Na rivalidade entre Brasil e Argentina, há uma pauta que nunca está em questão: o cinema. A disputa histórica, política e futebolística vira quase submissão quando se trata de comparar as produções cinematográficas. Como trégua de orgulho ferido, os brasileiros não hesitam em afirmar que os filmes argentinos deveriam servir de modelo aos nossos.

A comparação não vale a pena, a relevância brasileira se confirma a cada festival internacional, mas a reverência pelos vizinhos se compreende —o cinema argentino é mesmo uma sucessão de acertos. E dos vários responsáveis por essa fama, um nome não pode escapar: Juan José Campanella.

Representante mais renomado de seu país na indústria americana —onde assinou a direção de “House” e “Law and Order”—, Campanella nunca abandonou a terra natal. Com “O Filho da Noiva” (2001) e “O Segredo dos Seus Olhos” (2009), o diretor catapultou a Argentina contemporânea aos holofotes internacionais (o primeiro foi indicado ao Oscar de melhor filme estrangeiro, enquanto o segundo venceu a categoria).

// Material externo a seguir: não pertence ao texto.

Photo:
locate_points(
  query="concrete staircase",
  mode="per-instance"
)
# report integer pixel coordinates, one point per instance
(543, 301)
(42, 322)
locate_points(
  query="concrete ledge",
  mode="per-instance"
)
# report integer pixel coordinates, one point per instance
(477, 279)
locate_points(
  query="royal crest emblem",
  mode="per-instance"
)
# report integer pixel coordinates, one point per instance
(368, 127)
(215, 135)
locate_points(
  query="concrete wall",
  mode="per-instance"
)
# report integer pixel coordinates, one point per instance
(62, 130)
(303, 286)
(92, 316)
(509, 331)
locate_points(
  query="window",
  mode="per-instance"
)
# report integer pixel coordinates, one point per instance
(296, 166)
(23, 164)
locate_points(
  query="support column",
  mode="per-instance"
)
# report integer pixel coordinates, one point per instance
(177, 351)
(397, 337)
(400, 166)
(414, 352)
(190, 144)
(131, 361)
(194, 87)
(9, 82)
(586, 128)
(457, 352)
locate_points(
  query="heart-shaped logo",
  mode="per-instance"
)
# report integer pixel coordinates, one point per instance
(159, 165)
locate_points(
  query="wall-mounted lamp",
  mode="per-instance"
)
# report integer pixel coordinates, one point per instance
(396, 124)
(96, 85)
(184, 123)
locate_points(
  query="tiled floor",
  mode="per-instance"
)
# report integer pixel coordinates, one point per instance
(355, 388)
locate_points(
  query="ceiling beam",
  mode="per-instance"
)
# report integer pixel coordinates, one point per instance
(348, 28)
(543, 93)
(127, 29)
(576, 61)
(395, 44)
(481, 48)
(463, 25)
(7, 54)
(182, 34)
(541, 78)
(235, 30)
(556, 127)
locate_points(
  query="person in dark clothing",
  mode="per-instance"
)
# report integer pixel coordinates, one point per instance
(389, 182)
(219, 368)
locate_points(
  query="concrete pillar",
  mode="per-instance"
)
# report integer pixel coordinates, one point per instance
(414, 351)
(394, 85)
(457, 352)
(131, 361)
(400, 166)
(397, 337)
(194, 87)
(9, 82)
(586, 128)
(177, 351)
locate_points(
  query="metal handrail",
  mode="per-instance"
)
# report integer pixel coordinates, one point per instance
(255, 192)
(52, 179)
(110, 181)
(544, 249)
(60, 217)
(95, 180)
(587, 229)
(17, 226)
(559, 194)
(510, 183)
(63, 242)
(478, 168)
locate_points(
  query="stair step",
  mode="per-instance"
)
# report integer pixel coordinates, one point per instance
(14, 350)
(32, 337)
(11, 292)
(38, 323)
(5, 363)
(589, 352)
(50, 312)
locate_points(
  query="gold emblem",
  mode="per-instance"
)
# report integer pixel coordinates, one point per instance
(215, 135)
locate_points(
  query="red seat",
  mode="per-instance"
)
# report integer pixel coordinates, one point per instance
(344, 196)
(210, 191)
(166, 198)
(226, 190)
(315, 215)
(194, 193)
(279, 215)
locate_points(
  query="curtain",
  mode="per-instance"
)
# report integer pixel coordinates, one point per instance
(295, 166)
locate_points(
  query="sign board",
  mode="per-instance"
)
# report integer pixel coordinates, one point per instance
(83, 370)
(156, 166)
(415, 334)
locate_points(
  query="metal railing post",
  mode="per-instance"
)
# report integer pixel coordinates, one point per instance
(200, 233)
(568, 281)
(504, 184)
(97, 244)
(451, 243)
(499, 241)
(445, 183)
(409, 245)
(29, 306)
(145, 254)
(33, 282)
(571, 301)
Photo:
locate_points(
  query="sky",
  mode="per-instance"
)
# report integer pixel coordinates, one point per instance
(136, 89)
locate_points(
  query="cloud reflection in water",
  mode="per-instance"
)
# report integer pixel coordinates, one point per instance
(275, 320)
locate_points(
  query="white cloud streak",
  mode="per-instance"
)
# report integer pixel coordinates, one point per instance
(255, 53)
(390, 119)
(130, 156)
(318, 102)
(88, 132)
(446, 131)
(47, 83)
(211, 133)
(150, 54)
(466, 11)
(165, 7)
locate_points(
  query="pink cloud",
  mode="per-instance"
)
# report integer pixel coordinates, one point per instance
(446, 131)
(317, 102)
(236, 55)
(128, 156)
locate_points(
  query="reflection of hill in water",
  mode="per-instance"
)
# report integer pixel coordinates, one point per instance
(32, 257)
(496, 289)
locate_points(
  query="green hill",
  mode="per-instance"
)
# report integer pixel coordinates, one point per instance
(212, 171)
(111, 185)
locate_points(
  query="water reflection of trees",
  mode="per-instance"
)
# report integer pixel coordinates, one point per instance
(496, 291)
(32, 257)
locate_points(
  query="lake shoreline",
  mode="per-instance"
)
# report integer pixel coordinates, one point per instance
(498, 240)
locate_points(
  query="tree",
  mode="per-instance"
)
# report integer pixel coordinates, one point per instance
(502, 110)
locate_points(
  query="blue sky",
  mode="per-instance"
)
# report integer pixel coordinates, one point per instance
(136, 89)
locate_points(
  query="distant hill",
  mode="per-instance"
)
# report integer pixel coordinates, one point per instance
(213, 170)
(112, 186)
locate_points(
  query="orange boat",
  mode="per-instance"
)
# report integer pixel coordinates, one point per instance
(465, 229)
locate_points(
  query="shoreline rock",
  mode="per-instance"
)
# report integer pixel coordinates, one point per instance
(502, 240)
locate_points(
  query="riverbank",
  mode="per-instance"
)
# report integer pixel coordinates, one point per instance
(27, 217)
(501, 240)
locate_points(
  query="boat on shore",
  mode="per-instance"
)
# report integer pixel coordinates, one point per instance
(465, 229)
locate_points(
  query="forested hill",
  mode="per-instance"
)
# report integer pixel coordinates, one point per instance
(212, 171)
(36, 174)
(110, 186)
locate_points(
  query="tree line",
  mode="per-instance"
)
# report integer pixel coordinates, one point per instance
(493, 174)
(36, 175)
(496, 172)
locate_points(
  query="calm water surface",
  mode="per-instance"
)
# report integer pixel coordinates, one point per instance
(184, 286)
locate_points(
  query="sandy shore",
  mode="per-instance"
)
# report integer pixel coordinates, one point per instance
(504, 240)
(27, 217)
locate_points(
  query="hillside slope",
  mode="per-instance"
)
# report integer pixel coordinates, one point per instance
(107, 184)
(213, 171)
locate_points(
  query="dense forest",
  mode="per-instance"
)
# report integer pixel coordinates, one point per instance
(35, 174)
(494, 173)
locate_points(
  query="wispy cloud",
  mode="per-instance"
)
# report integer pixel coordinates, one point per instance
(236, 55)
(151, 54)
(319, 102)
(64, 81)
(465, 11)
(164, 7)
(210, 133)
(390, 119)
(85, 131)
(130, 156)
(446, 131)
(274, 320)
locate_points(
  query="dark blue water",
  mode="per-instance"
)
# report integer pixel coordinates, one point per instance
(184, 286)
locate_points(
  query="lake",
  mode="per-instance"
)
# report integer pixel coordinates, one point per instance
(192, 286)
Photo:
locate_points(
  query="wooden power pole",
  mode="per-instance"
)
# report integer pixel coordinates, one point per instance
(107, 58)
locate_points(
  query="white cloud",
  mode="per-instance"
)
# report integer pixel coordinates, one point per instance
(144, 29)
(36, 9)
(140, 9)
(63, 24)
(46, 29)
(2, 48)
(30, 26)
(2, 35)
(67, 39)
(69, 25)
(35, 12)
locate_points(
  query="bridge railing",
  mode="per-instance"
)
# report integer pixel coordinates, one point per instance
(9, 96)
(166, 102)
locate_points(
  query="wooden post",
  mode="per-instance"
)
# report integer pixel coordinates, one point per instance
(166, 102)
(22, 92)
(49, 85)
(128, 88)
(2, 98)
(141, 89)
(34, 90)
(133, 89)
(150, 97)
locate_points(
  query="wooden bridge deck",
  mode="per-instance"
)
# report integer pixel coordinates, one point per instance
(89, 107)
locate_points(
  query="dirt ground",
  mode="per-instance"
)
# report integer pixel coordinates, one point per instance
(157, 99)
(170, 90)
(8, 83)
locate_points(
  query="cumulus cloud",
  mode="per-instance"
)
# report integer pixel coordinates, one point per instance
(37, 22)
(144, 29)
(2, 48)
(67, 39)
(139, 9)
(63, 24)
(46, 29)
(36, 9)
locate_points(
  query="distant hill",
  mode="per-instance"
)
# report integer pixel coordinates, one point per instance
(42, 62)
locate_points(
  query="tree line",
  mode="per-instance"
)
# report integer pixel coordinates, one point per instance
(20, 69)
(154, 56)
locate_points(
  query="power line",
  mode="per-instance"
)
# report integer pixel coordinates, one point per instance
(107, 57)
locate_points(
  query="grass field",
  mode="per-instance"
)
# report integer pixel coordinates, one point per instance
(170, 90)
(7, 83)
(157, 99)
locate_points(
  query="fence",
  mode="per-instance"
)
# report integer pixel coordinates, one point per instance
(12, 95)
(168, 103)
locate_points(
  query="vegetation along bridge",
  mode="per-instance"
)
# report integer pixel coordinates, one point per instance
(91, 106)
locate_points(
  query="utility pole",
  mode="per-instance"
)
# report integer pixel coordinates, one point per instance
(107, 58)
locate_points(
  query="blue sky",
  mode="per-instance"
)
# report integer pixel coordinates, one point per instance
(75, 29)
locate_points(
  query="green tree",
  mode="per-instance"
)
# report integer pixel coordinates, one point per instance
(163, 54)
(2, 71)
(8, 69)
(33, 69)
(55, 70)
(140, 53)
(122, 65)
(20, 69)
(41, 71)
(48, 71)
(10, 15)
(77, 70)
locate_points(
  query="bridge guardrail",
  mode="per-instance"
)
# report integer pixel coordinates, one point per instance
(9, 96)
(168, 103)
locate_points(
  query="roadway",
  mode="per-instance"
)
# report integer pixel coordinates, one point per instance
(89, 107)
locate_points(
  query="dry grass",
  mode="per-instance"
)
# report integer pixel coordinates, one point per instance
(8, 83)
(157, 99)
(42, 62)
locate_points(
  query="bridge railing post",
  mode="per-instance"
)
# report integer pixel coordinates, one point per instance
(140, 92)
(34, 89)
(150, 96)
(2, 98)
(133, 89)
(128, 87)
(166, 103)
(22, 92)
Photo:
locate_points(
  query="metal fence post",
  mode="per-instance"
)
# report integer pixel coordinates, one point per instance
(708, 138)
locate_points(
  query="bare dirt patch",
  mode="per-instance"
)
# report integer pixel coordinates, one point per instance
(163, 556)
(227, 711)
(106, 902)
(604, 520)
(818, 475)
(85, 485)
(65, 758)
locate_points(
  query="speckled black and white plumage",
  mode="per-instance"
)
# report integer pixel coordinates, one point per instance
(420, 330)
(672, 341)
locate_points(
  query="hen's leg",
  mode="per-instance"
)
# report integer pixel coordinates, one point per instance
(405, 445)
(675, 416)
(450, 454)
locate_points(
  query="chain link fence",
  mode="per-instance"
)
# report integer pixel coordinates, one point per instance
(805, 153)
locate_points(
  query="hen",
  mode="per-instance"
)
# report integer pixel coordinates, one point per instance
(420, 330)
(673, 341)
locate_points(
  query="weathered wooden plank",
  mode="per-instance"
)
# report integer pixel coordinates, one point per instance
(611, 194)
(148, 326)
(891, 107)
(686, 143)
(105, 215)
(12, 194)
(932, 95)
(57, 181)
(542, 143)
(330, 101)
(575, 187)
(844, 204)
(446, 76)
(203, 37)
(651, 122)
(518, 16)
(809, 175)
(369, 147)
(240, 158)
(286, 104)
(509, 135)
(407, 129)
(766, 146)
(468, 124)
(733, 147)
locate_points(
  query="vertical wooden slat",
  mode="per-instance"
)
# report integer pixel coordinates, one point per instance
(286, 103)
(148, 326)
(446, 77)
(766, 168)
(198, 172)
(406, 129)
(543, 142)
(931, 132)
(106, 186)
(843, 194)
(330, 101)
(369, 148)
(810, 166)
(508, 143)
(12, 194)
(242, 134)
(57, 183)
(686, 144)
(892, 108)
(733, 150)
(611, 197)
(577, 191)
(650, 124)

Depois de dez anos afastado do cinema tradicional, dedicando-se ao teatro e à produção da animação “Um Time Show de Bola” (2013), o diretor agora celebra o seu retorno com “A Grande Dama do Cinema”. E o primeiro minuto já dá o tom da empreitada.

Em uma fantástica sequência de abertura —mesclando autoironia com a pompa ao estilo do cineasta Paolo Sorrentino, de “A Grande Beleza” (2015)— o longa nos apresenta Mara (Graciela Borges), uma decadente estrela de cinema, gastando sua velhice reclusa em um casarão afastado.

Acompanhada do marido Pedro (Luis Brandoni), um antigo ator de papeis insignificantes, do roteirista Martín (Marcos Mundstock) e do diretor Norberto (Oscar Martinez), responsáveis pelos sucessos de sua carreira, a artista parece prestes a surtar em um cotidiano vazio, distante dos anos dourados. Em uma mansão onde circulam ratos, frustrações e ressentimentos, a rotina é transformada pela chegada de um jovem casal e suas ambições imobiliárias.

Afastando-se das histórias urbanas e do retrato dos dilemas da classe média argentina, “A Grande Dama do Cinema” revela uma nova face de Campanella, na qual misturam-se humor corrosivo e certo experimentalismo. Confiante como alguém que domina a técnica de seu ofício, o diretor se permite brincar com as convenções do cinema, transpondo a metalinguagem do enredo para a forma da narrativa.

Sabendo exatamente as consequências de cada escolha –do modo como utiliza a trilha à maneira como encadeia a montagem—, o diretor joga com a construção das expectativas típicas das narrativas clássicas, desorientando o público entre as reais motivações dos personagens e a pura encenação. Na confluência de estilos e atmosferas distintas, em limiar improvável entre comédia, suspense e pastiche, o filme se diverte no revezamento entre manipular e entreter.

Para quem estiver disposto, “A Grande Dama do Cinema” será daqueles filmes dos quais não se sai indiferente. Fora do terreno habitual de seus longas anteriores, mas sem abrir mão dos usuais dilemas mundanos, como a velhice, o abismo geracional e as dívidas com o passado, Campanella cumpre seu dever: segue pensando o cinema para jamais perder a própria atualidade.